Je m'appelle Bram Rawlings et j'ai 16 ans. J'ai étudié les preuves de la résurrection pendant le confinement. Richard Swineburne, dans son livre The Resurrection of God Incarnate, mentionne le fait qu'Alvin Plantiga ait critiqué l'argument historique de la résurrection en raison du problème des « probabilités en diminution ». Je suis également tombé sur un article de Tim McGrew qui répond à la position de Plantiga. C'est assez effrayant de savoir que ce géant de la philosophie chrétienne affirme que l'argument historique concernant la résurrection de Jésus est finalement faible. Avez-vous un avis sur son objection ? Merci !

Bram

États-Unis

United States

Dr. Craig

Dr. craig’s response


A

En effet, c'est effrayant ! J'ai été très surpris lorsque j'ai entendu Plantinga pour la première fois énoncer cette objection envers les arguments apologétiques concernant l’historicité de la résurrection de Jésus.

Quel est le problème des probabilités en diminution ? Plantinga explique qu'une hypothèse explicative comme « Dieu a ressuscité Jésus d'entre les morts » n'est pas qu’une simple hypothèse. Au contraire, on suppose que Dieu existe, que Dieu voulait se révéler au monde, que Jésus de Nazareth a vécu sur terre et a affirmés des déclarations fortes le concernant, et que Dieu l'a ressuscité des morts pour confirmer ces déclarations fortes. Donc il s'agit en réalité d'une série d'hypothèses.

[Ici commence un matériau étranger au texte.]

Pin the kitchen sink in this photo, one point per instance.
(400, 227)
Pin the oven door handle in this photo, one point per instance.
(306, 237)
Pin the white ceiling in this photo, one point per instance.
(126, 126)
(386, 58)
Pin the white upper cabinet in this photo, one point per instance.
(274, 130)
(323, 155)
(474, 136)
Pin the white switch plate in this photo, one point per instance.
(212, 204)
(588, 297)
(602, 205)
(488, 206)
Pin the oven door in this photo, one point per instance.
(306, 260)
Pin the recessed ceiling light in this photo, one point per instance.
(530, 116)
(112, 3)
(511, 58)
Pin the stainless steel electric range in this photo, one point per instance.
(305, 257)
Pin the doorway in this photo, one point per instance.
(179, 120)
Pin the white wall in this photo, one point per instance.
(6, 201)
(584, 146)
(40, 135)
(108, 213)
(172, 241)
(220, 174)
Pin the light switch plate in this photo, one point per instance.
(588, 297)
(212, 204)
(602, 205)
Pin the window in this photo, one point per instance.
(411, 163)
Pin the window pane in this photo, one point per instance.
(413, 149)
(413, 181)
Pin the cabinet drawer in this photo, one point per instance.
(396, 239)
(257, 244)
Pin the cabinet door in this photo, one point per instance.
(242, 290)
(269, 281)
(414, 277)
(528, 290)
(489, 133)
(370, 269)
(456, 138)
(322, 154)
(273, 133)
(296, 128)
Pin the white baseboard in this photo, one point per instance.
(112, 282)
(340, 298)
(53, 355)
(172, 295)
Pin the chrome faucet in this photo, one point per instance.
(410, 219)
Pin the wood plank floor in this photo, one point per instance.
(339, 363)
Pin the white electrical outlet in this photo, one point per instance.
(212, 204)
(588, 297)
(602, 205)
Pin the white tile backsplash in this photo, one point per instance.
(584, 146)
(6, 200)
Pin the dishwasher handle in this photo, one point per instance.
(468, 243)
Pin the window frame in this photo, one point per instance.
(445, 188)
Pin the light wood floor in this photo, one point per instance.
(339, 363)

Maintenant si nous voulons calculer la probabilité de la résurrection de Jésus, il faut prendre en considération la probabilité de chacune des hypothèses. Tout d'abord, vous devez calculer la probabilité que Dieu existe. Ensuite, vous devez calculer non seulement la probabilité que Dieu existe, mais aussi la probabilité que Dieu voulait se révéler au monde. Ensuite, vous devez calculer la probabilité que Jésus a vécu sur terre et a affirmés des déclarations fortes le concernant. Enfin, vous devez calculer, en plus de toutes les hypothèses déjà mentionnées, la probabilité que Dieu ait ressuscité Jésus d'entre les morts. La probabilité que toutes ces hypothèses soient vraies est donc le produit de toutes les probabilités multipliées ensemble. Plantinga conclut que même dans la situation où chacune de ces hypothèses ait une probabilité très élevée (disons 90%), à mesure que l'on multiplie ces probabilités ensemble, la probabilité de l’ensemble diminue : 0,9 x 0,9 x 0,9 x 0,9 x 0,9 = 0,66. La probabilité devient de plus en plus faible jusqu'à ce qu'il s'avère que vous arriviez en dessous des 50 %. Finalement, la probabilité peut s'avérer très faible. Par conséquent, l'hypothèse de la résurrection de Jésus peut s'avérer peu probable. C’est pourquoi, Plantinga pense  que nous ne devrions pas fonder notre croyance en la résurrection de Jésus sur des preuves historiques.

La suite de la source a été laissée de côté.